Paulo Freire’s Pedagogy of the Oppressed was an intellectual and education-changing experience for me in graduate school that continues to shape how I teach, research, and engage the world. Freire’s theory of conscientização (translated from Portuguese as “critical consciousness,” “consciousness raising,” or “critical awareness”) clarified for me Carter G. Woodson’s and Amilcar Cabral’s contentions about the importance of culture in liberating oppressed people. Freire’s book revealed for me the intricate process through which societal systems of oppression, like white supremacy, solidify their domination through organized control of people’s cultural lives.

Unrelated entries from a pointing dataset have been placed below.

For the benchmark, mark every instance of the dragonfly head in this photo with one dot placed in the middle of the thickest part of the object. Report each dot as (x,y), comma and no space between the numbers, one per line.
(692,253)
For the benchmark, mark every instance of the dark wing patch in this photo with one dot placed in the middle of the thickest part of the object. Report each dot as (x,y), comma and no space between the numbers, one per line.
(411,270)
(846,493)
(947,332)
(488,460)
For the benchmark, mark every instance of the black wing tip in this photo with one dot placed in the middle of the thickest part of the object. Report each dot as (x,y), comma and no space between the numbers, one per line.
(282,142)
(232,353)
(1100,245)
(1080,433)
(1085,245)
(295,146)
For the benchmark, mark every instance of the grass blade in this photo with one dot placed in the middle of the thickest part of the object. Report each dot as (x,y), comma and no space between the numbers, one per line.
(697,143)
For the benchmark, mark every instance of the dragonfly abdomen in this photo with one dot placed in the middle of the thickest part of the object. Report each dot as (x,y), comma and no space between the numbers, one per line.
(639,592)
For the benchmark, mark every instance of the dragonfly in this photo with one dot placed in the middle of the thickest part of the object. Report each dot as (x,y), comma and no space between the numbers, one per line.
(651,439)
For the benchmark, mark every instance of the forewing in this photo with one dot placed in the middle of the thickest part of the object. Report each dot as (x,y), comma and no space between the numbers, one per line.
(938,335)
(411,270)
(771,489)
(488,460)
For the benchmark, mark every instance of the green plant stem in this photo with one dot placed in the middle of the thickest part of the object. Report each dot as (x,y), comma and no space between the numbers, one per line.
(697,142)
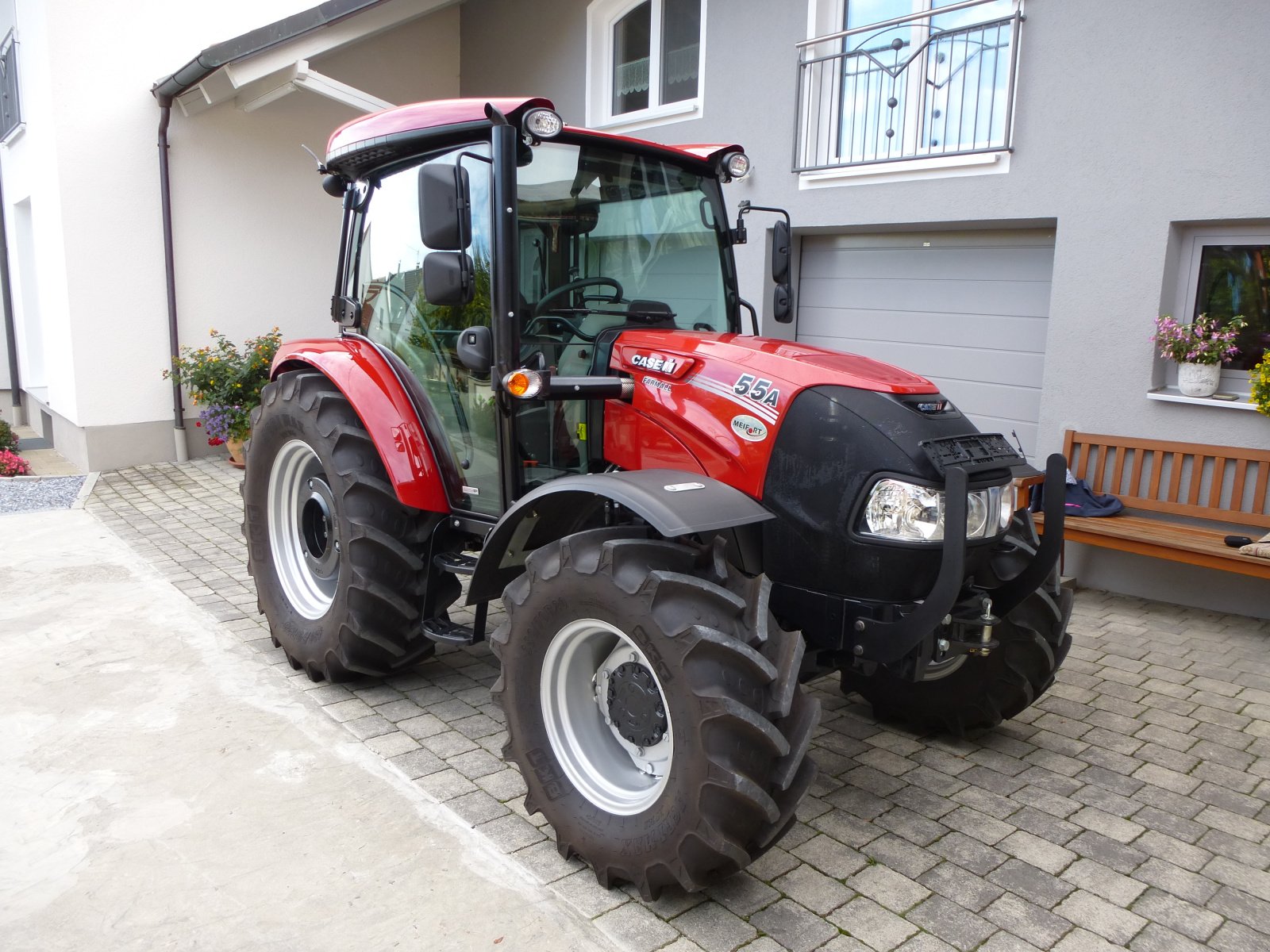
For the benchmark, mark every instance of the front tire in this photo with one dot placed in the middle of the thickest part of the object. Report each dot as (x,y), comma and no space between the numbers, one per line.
(981,692)
(337,559)
(705,758)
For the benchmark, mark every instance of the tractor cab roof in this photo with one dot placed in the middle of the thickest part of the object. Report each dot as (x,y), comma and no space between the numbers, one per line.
(385,137)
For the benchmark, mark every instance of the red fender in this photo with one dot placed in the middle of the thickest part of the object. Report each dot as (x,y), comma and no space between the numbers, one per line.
(378,397)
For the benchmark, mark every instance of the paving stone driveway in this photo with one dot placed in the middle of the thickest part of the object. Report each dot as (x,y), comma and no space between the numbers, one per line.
(1127,809)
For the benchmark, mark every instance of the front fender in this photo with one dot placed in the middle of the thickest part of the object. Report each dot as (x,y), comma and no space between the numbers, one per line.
(672,501)
(416,455)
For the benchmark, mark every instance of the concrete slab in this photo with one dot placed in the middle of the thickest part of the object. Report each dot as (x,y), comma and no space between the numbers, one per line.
(163,790)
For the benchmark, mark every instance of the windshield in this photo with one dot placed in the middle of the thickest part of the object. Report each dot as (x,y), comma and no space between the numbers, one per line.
(610,238)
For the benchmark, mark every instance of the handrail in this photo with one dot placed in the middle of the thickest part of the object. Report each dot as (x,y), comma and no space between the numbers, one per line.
(948,92)
(899,21)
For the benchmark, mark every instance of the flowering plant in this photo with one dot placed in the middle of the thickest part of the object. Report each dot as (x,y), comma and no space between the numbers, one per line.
(1204,340)
(1260,380)
(226,382)
(13,465)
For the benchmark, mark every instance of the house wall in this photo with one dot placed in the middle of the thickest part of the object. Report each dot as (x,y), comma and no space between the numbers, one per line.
(1127,130)
(254,234)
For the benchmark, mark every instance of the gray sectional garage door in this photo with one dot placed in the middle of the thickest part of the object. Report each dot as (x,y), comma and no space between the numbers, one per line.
(967,310)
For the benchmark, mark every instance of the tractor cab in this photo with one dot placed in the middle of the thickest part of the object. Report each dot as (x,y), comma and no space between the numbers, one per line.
(601,236)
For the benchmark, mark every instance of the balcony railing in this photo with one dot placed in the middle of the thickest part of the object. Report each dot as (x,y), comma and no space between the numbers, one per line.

Similar to C. Wright Mills’s sociological imagination, Freire’s conscientização theory provided me with a collaboration road map for creating my and everyday people’s capacity to transform ourselves and the world. To arrive here, Freire’s Pedagogy of the Oppressed convincingly illustrates how people could be equipped with the ability to “read” the society around them. To develop this efficacy, Freire contends it is important for people to see through the false notion that the educational process is neutral. Accepting this fallacious assumption leads people to be unreflective about how power shapes education, which in turn informs how we make sense of oppressive conditions and ourselves. This simple but crucial insight made it clear to me that my research and teaching must always dispel the notion that education and science are apolitical to facilitate people’s movement away from being passive recipients of knowledge. To ensure this change, Pedagogy of the Oppressed advocates engaging in a “problem-posing” approach whereby people are active participants in the development of knowledge. This approach virtually guarantees that people link knowledge to action to actively work toward changing society.
To liberate oppressed people’s minds and bodies from oppression, Freire, like Karl Marx, Antonio Gramsci, Aimé Césaire, and Stuart Hall, noted that the first step is for the oppressed to reject oppressors’ conceptions of their reality and themselves. By making this break, the oppressed eschew the assumed supremacy of oppressors’ culture (ways of knowing and living) to embrace their own power to make history and transform the world. For culture carries the seeds of liberation from oppression, given it is a reservoir of history that evolves and equips the oppressed with a repertoire of existing and newly created reactions to sociopolitical and economic oppression. Pedagogy of the Oppressed remains my constant companion throughout my endeavor to help create a human-centered world grounded in human decency, dignity, and rights.